Nell’ormai nota chat, Palamara tuonava contro il collega – esponente della sua stessa corrente -, trovando una facile sponda nel presidente dell’Anm Francesco Minisci. Auriemma, però, obiettava che si trattava di giudizi personali, mandando su tutte le furie il consigliere del Csm. Che lo ha accusato (sic!) di essere berlusconiano e di destra.
«Io non sono berlusconiano e di destra», la replica stizzita del capo della Procura di Viterbo, quasi che si dovesse giustificare. «Ma chiunque può dire qualsiasi str***ata e non viene redarguito mentre invece lo dice uno dei nostri che addirittura Berlusconi lo ha messo sotto processo e viene stigmatizzato come uno che difende Berlusconi. Pensa se non lo aveva messo sotto processo».
Peraltro, che Auriemma non possa essere tacciato di simpatie azzurre lo dimostra un’altra intercettazione di quello stesso periodo. Nella quale il togato stigmatizzava un’iniziativa del Pm palermitano Nino Di Matteo volta a far riaprire la fallimentare inchiesta per le stragi mafiose del 1993.
L’icona anti-mafia aveva infatti segnalato alla Procura di Firenze il verbale con le dichiarazioni del boss Giuseppe Graviano che accusava il leader di Forza Italia. In tal modo, l’ex Presidente del Consiglio era stato nuovamente iscritto nel registro degli indagati. Il che, secondo il Procuratore viterbese, era un clamoroso autogol destinato a tradursi in un vantaggio politico per il centrodestra.
«Comunque lo ius soli bastava da solo a fare perdere le elezioni alla sinistra. Ora anche le indagini per mafia: un vero suicidio» scriveva nella chat captata dal trojan della Procura di Perugia. Aggiungendo: «Spero che il procuratore di Firenze affronti questa pagliacciata rapidamente».
Stendiamo pure un velo pietoso sul fatto che Palamara considerasse una determinata appartenenza politico-culturale alla stregua di un insulto.
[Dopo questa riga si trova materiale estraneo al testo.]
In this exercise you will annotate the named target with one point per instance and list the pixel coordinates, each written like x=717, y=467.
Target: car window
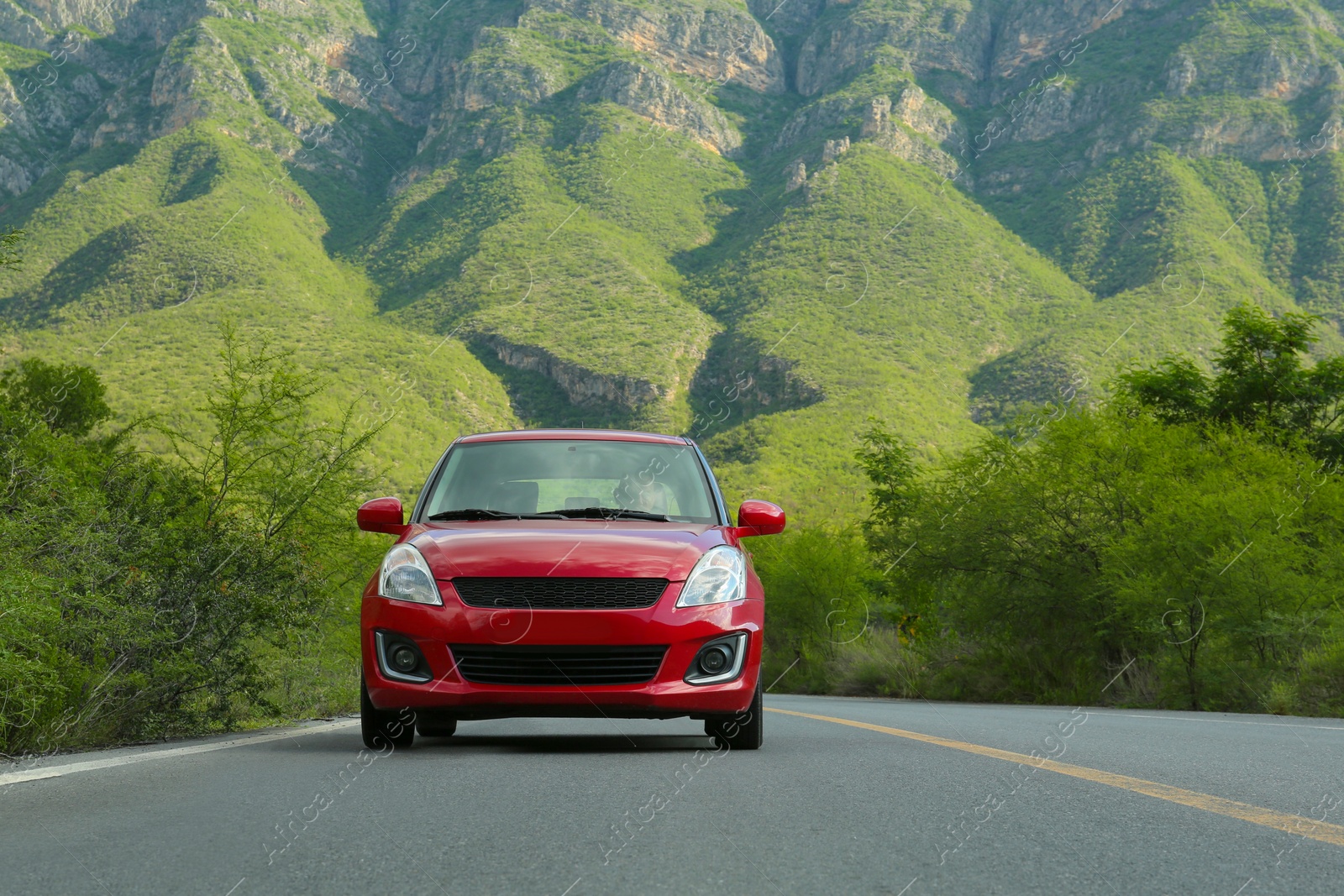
x=542, y=476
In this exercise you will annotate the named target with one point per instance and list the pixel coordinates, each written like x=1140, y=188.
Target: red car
x=564, y=573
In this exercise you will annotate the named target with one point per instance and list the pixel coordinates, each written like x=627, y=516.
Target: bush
x=145, y=597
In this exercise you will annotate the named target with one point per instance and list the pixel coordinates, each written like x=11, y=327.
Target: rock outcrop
x=656, y=97
x=717, y=39
x=584, y=387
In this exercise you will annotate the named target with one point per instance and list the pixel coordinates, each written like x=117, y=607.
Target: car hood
x=598, y=548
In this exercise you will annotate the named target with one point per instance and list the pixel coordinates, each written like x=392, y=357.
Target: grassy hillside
x=701, y=217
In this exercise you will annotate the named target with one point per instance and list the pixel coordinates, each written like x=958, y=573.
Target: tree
x=69, y=398
x=1260, y=382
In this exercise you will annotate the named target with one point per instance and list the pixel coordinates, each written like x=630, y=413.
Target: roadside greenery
x=151, y=595
x=1178, y=547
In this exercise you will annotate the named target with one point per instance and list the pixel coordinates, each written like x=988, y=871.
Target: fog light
x=716, y=658
x=403, y=658
x=718, y=661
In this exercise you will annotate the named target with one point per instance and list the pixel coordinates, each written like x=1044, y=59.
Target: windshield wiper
x=608, y=513
x=480, y=513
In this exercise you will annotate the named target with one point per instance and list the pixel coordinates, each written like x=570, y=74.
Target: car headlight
x=721, y=575
x=407, y=577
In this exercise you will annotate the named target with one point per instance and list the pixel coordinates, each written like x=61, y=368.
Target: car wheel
x=432, y=725
x=383, y=727
x=741, y=730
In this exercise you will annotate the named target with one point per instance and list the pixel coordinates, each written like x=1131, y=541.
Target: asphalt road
x=932, y=799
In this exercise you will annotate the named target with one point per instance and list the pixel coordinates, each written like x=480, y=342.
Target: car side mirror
x=759, y=517
x=382, y=515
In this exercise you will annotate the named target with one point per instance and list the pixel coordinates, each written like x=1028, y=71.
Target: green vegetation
x=147, y=597
x=1178, y=547
x=486, y=215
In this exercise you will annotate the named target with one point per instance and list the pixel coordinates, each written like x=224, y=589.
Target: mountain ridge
x=756, y=223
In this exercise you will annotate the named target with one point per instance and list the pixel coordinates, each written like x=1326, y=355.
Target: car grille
x=561, y=665
x=546, y=593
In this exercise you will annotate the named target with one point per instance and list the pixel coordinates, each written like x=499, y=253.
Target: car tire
x=383, y=727
x=432, y=725
x=743, y=730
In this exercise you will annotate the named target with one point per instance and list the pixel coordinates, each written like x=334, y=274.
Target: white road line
x=1226, y=721
x=112, y=762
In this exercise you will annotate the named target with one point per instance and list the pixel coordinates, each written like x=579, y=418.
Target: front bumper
x=665, y=696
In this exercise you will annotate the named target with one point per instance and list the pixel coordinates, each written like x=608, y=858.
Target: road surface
x=846, y=797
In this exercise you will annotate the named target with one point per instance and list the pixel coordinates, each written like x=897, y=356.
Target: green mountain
x=757, y=223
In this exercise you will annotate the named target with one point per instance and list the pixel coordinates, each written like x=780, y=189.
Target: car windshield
x=571, y=479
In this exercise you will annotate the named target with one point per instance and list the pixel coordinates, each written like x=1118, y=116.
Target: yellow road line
x=1324, y=832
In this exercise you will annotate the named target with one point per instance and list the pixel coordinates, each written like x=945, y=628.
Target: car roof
x=611, y=436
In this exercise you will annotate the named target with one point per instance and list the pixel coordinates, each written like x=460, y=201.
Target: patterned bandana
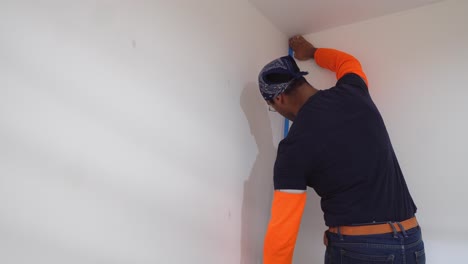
x=284, y=66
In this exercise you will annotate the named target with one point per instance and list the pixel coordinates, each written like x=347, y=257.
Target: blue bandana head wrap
x=277, y=75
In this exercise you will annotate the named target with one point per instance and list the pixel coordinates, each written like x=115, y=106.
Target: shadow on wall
x=258, y=188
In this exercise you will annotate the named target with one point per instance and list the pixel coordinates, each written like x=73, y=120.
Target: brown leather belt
x=374, y=229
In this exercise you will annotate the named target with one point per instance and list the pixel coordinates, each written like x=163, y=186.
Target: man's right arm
x=337, y=61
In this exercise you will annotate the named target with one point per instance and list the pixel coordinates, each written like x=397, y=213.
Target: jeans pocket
x=348, y=257
x=420, y=257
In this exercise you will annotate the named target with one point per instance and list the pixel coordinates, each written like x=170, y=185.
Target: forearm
x=339, y=62
x=280, y=239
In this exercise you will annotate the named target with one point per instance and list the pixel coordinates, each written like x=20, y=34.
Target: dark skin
x=288, y=105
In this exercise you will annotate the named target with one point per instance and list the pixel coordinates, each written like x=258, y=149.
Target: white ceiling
x=309, y=16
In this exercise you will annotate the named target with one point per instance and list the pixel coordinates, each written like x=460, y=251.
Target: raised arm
x=337, y=61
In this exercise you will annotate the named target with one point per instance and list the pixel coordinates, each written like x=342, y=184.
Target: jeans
x=398, y=247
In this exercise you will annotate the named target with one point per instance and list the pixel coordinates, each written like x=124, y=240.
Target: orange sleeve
x=280, y=239
x=339, y=62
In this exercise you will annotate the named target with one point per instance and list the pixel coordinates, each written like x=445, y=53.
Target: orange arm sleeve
x=280, y=239
x=339, y=62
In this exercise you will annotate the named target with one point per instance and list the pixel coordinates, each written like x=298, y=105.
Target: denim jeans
x=398, y=247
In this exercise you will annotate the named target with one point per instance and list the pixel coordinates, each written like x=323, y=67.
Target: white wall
x=133, y=132
x=417, y=63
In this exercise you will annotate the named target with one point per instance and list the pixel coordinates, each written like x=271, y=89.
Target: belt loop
x=339, y=233
x=402, y=229
x=394, y=230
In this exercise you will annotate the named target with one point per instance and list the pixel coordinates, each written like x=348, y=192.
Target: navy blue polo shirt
x=339, y=146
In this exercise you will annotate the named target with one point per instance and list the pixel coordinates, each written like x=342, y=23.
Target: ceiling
x=309, y=16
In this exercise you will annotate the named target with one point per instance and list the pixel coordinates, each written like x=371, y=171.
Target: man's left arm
x=286, y=213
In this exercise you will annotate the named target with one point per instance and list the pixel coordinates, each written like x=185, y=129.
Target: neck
x=301, y=98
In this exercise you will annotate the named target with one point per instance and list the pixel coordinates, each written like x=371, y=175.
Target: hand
x=303, y=50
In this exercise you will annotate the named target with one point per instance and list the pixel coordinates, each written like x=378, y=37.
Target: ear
x=280, y=99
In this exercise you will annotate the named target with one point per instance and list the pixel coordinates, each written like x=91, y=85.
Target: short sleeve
x=290, y=166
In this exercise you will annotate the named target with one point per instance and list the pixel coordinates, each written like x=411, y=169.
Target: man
x=339, y=146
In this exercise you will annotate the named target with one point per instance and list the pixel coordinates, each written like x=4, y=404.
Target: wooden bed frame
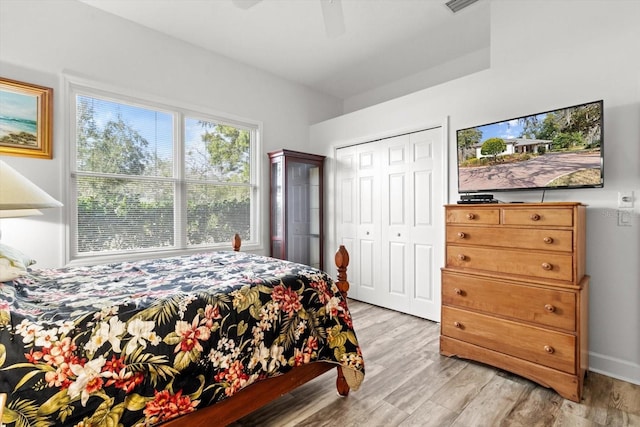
x=259, y=394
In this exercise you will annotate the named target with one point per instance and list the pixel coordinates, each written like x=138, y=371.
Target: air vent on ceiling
x=457, y=5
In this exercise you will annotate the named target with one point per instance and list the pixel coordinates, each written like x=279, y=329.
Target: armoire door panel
x=422, y=205
x=397, y=259
x=422, y=268
x=347, y=215
x=366, y=200
x=397, y=194
x=367, y=261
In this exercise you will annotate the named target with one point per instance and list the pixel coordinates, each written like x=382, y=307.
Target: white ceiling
x=385, y=40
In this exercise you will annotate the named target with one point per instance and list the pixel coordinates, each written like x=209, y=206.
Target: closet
x=390, y=194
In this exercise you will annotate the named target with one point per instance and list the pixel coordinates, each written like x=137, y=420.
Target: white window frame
x=77, y=86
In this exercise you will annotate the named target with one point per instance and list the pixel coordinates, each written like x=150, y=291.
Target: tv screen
x=557, y=149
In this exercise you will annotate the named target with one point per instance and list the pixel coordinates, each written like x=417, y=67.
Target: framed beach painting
x=26, y=119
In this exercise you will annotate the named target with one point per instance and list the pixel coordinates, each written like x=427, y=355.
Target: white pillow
x=15, y=257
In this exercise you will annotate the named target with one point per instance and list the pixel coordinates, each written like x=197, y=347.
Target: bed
x=194, y=340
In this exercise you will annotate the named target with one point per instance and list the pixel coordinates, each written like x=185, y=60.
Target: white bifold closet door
x=390, y=217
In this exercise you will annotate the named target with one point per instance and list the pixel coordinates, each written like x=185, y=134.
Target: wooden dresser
x=514, y=290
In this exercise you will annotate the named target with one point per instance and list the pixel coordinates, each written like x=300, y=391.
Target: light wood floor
x=408, y=383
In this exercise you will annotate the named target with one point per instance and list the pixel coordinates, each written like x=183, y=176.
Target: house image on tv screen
x=518, y=146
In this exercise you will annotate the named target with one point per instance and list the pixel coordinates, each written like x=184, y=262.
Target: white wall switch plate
x=625, y=217
x=625, y=199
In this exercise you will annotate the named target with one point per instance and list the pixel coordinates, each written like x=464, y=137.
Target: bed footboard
x=261, y=393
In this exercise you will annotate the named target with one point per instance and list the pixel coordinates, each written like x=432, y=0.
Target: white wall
x=43, y=40
x=545, y=55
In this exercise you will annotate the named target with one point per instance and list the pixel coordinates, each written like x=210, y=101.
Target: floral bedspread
x=138, y=343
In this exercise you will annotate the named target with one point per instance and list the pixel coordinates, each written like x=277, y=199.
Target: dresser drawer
x=550, y=265
x=473, y=216
x=552, y=240
x=538, y=217
x=546, y=307
x=549, y=348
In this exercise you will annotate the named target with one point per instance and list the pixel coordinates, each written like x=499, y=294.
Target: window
x=153, y=178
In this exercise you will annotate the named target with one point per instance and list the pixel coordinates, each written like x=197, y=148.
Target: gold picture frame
x=26, y=119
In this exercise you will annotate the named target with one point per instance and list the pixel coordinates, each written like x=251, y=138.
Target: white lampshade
x=21, y=196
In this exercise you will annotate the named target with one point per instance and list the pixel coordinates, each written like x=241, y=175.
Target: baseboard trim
x=615, y=368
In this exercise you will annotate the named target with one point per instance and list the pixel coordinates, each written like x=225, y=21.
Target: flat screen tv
x=557, y=149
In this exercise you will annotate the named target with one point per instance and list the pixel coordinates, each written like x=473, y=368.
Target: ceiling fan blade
x=245, y=4
x=333, y=17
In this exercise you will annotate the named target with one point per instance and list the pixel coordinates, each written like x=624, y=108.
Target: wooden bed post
x=236, y=242
x=342, y=261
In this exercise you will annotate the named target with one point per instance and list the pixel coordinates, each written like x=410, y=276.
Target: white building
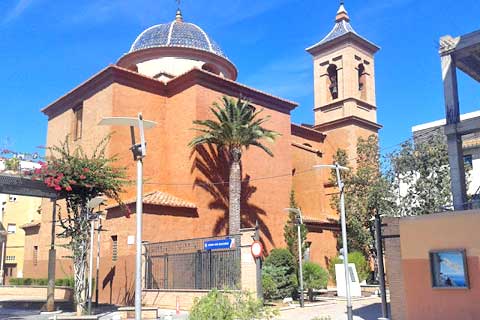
x=470, y=142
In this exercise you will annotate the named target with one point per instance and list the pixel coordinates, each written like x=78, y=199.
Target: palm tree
x=237, y=126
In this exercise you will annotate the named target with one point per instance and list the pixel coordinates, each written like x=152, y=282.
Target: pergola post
x=50, y=304
x=454, y=139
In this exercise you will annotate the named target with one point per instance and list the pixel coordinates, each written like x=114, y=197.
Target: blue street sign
x=219, y=244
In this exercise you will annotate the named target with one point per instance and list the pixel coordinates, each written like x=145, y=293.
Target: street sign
x=257, y=249
x=219, y=244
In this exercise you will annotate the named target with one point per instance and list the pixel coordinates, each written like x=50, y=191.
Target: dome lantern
x=167, y=50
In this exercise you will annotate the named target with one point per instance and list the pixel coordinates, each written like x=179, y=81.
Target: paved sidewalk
x=365, y=309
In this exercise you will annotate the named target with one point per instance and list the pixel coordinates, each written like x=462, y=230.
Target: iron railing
x=186, y=265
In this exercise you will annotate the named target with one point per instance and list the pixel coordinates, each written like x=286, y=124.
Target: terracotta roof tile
x=160, y=198
x=30, y=224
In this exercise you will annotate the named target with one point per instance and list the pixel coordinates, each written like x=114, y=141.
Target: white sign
x=355, y=289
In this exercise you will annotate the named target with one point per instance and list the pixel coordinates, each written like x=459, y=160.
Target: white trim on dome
x=206, y=37
x=170, y=31
x=142, y=33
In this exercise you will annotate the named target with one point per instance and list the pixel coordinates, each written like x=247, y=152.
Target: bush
x=314, y=277
x=279, y=275
x=218, y=306
x=66, y=282
x=357, y=258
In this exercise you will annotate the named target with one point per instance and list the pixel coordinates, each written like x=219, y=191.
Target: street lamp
x=139, y=152
x=91, y=205
x=337, y=169
x=300, y=270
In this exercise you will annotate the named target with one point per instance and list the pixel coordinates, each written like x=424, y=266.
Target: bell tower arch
x=344, y=84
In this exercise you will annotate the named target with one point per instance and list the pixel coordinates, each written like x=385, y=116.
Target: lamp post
x=95, y=202
x=340, y=185
x=139, y=152
x=300, y=267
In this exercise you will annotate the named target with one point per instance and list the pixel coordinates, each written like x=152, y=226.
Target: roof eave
x=322, y=45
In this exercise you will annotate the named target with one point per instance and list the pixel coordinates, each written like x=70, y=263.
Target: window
x=114, y=248
x=77, y=122
x=361, y=78
x=449, y=269
x=35, y=255
x=468, y=160
x=12, y=228
x=333, y=81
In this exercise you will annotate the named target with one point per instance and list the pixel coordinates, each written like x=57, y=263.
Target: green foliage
x=12, y=164
x=279, y=274
x=290, y=232
x=367, y=191
x=214, y=306
x=66, y=282
x=422, y=172
x=218, y=306
x=78, y=178
x=237, y=125
x=314, y=276
x=358, y=259
x=268, y=282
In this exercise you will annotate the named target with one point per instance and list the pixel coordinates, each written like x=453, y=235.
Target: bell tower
x=344, y=84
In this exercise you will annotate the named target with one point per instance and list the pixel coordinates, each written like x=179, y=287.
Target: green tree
x=290, y=232
x=78, y=178
x=237, y=126
x=355, y=257
x=217, y=305
x=420, y=172
x=278, y=274
x=314, y=277
x=367, y=191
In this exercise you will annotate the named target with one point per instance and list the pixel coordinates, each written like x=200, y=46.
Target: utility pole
x=340, y=185
x=139, y=152
x=50, y=304
x=298, y=214
x=381, y=269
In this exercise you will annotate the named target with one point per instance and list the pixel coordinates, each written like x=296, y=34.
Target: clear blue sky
x=49, y=47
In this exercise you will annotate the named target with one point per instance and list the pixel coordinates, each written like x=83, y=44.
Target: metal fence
x=186, y=265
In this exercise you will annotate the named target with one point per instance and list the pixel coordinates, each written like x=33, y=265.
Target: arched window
x=333, y=81
x=361, y=80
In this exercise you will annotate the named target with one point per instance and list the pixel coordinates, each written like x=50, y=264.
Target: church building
x=173, y=73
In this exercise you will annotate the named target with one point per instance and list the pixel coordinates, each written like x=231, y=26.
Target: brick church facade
x=172, y=74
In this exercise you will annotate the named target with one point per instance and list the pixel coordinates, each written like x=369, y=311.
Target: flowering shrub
x=78, y=178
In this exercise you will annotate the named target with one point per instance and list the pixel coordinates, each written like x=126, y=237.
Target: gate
x=185, y=264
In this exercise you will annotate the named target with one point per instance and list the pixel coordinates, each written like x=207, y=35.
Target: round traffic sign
x=257, y=249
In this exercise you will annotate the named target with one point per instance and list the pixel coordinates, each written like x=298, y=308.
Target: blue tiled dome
x=176, y=34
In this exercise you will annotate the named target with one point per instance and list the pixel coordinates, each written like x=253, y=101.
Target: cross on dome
x=342, y=13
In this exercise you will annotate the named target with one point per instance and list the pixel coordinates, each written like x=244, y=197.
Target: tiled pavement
x=364, y=309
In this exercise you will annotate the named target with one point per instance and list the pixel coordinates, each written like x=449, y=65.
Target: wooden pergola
x=23, y=186
x=462, y=52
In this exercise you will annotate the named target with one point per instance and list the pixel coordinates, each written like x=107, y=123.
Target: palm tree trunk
x=234, y=193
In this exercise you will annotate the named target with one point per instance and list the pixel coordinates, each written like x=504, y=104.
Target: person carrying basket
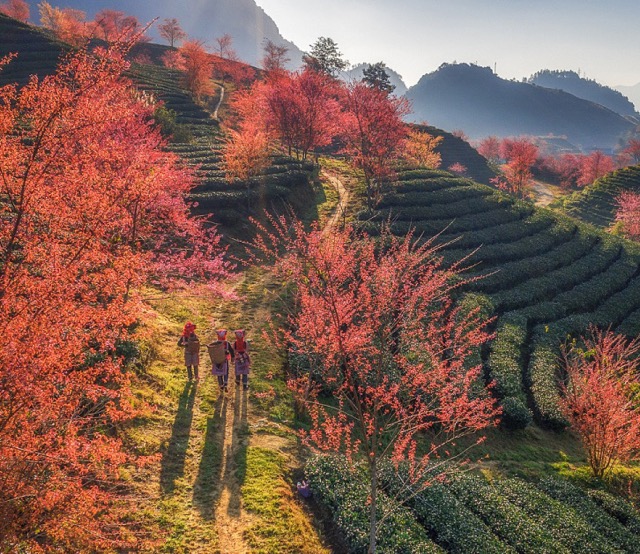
x=242, y=359
x=221, y=353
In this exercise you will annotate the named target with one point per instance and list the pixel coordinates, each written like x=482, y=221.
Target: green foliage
x=344, y=493
x=596, y=203
x=561, y=520
x=445, y=517
x=589, y=510
x=547, y=277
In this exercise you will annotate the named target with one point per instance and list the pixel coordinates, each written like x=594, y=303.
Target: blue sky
x=601, y=38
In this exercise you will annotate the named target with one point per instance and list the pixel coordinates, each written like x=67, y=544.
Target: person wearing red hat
x=191, y=344
x=221, y=353
x=242, y=359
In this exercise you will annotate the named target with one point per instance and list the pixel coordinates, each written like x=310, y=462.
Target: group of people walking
x=222, y=353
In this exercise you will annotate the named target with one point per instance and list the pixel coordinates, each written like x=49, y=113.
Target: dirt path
x=544, y=193
x=344, y=197
x=215, y=112
x=208, y=439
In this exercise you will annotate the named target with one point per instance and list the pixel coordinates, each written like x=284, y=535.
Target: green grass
x=267, y=491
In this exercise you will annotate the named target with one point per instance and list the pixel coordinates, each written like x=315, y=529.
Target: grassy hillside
x=454, y=149
x=38, y=53
x=547, y=277
x=596, y=204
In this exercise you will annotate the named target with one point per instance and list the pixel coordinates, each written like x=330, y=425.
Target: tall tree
x=489, y=147
x=325, y=57
x=517, y=177
x=420, y=148
x=594, y=166
x=67, y=24
x=116, y=26
x=171, y=31
x=601, y=398
x=92, y=209
x=275, y=57
x=389, y=373
x=18, y=9
x=376, y=76
x=373, y=133
x=197, y=65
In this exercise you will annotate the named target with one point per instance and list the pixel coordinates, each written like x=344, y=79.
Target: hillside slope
x=596, y=203
x=246, y=22
x=477, y=101
x=38, y=53
x=587, y=89
x=545, y=275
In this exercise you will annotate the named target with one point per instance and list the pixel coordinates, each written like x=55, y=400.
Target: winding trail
x=206, y=438
x=344, y=198
x=215, y=112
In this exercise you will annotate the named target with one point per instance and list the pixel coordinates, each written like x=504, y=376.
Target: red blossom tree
x=197, y=65
x=389, y=373
x=601, y=398
x=92, y=209
x=628, y=214
x=224, y=48
x=630, y=154
x=18, y=9
x=300, y=110
x=594, y=166
x=246, y=154
x=374, y=133
x=521, y=155
x=116, y=26
x=420, y=148
x=171, y=31
x=489, y=147
x=67, y=24
x=275, y=57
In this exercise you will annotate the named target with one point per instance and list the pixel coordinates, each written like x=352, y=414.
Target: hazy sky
x=601, y=38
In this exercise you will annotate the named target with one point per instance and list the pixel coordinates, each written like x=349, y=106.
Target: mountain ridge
x=477, y=101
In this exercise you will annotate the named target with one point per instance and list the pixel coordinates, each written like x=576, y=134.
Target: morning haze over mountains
x=457, y=96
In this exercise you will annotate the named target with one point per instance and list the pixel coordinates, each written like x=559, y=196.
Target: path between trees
x=210, y=443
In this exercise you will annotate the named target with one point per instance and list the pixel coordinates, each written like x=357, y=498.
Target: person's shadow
x=237, y=456
x=173, y=459
x=208, y=485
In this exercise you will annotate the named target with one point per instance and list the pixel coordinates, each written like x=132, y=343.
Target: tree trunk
x=372, y=509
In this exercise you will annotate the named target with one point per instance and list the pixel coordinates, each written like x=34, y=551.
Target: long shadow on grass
x=173, y=459
x=208, y=485
x=237, y=454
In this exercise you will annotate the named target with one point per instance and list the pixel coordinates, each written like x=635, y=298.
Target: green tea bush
x=344, y=493
x=507, y=521
x=452, y=525
x=589, y=510
x=562, y=521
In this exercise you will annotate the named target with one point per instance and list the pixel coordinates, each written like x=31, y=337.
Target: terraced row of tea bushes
x=230, y=202
x=38, y=52
x=548, y=275
x=469, y=514
x=344, y=493
x=453, y=526
x=596, y=204
x=597, y=518
x=505, y=367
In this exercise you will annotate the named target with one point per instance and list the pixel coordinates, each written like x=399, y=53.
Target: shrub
x=597, y=518
x=562, y=521
x=344, y=493
x=508, y=522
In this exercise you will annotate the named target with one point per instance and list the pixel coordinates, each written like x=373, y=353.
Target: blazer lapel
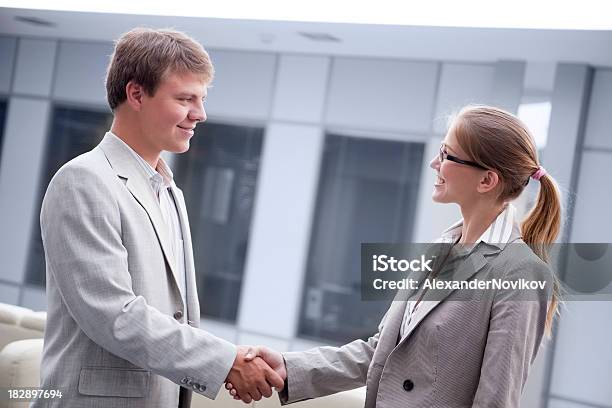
x=124, y=165
x=457, y=269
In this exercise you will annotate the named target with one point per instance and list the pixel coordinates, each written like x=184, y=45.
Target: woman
x=449, y=352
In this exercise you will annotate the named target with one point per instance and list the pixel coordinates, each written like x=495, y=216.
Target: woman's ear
x=134, y=93
x=488, y=182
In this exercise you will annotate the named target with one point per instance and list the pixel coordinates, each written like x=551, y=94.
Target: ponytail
x=540, y=230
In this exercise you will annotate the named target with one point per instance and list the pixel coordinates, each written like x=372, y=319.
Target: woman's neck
x=476, y=220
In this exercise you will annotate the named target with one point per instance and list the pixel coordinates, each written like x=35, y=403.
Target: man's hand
x=273, y=358
x=251, y=378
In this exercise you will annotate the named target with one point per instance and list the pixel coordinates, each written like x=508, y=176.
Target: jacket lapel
x=124, y=164
x=458, y=268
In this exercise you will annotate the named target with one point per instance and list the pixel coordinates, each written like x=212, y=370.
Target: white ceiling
x=404, y=42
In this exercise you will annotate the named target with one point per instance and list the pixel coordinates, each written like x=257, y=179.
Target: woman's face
x=456, y=183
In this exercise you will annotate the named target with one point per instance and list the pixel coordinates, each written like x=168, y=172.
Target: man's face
x=169, y=117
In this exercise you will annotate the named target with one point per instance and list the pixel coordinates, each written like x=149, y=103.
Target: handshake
x=255, y=371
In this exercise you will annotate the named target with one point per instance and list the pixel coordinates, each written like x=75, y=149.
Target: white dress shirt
x=161, y=180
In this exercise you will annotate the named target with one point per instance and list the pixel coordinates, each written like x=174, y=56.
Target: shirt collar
x=161, y=176
x=498, y=233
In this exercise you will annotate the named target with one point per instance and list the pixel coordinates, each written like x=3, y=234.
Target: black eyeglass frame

Come dicevano gli antichi, de gustibus non disputandum est.
La vera questione è se le opinioni – sempre perfettamente legittime – venivano lasciate fuori dalle aule dei tribunali. Perché un conto è il giudizio su un’istanza politica, un altro è il verdetto in un processo.
«Come fa un militante della Lega» chiedeva ad esempio Vespa, «a poter contare sulla serenità della magistratura quando sente questa roba qua?» Palamara ha svicolato, perciò non sapremo mai la risposta.
La domanda del presentatore, però, ha messo in luce quello che forse è il punto focale del caso Magistratopoli. Ovvero il fatto che un giudice non deve soltanto essere, bensì anche apparire assolutamente imparziale. E la sacrosanta indipendenza del potere giudiziario dal potere politico deve essere in tutto e per tutto reciproca, pena la totale perdita di credibilità delle toghe.
Di fronte alla quale diverrebbe inevitabile chiedersi: la legge è davvero uguale per tutti? O c’è orwellianamente qualcuno che è più uguale degli altri? Attendiamo con trepidazione – e, visto l’argomento, in senso letterale – l’ardua sentenza.